[PATCH v3 13/19] KVM: arm64: Add support KVM_SYSTEM_EVENT_SUSPEND to PSCI SYSTEM_SUSPEND

Thu Feb 24 12:05:59 PST 2022

On Thu, Feb 24, 2022 at 03:40:15PM +0000, Marc Zyngier wrote:
> On Wed, 23 Feb 2022 04:18:38 +0000,
> Oliver Upton <oupton at google.com> wrote:
> > 
> > Add a new system event type, KVM_SYSTEM_EVENT_SUSPEND, which indicates
> > to userspace that the guest has requested the VM be suspended. Userspace
> > can decide whether or not it wants to honor the guest's request by
> > changing the MP state of the vCPU. If it does not, userspace is
> > responsible for configuring the vCPU to return an error to the guest.

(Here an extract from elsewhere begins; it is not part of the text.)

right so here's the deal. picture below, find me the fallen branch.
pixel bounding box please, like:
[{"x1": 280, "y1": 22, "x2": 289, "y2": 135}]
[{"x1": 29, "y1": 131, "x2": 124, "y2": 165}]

> > Document these expectations in the KVM API documentation.
> > 
> > To preserve ABI, this new exit requires explicit opt-in from userspace.
> > Add KVM_CAP_ARM_SYSTEM_SUSPEND which grants userspace the ability to
> > opt-in to these exits on a per-VM basis.
> > 
> > Signed-off-by: Oliver Upton <oupton at google.com>
> > ---
> >  Documentation/virt/kvm/api.rst    | 39 +++++++++++++++++++++++++++++++
> >  arch/arm64/include/asm/kvm_host.h |  3 +++
> >  arch/arm64/kvm/arm.c              |  5 ++++
> >  arch/arm64/kvm/psci.c             |  5 ++++
> >  include/uapi/linux/kvm.h          |  2 ++
> >  5 files changed, 54 insertions(+)
> > 
> > diff --git a/Documentation/virt/kvm/api.rst b/Documentation/virt/kvm/api.rst
> > index 2b4bdbc2dcc0..1e207bbc01f5 100644
> > --- a/Documentation/virt/kvm/api.rst
> > +++ b/Documentation/virt/kvm/api.rst
> > @@ -5930,6 +5930,7 @@ should put the acknowledged interrupt vector into the 'epr' field.
> >    #define KVM_SYSTEM_EVENT_RESET          2
> >    #define KVM_SYSTEM_EVENT_CRASH          3
> >    #define KVM_SYSTEM_EVENT_WAKEUP         4
> > +  #define KVM_SYSTEM_EVENT_SUSPENDED      5
> >  			__u32 type;
> >  			__u64 flags;
> >  		} system_event;
> > @@ -5957,6 +5958,34 @@ Valid values for 'type' are:
> >   - KVM_SYSTEM_EVENT_WAKEUP -- the guest is in a suspended state and KVM
> >     has recognized a wakeup event. Userspace may honor this event by marking
> >     the exiting vCPU as runnable, or deny it and call KVM_RUN again.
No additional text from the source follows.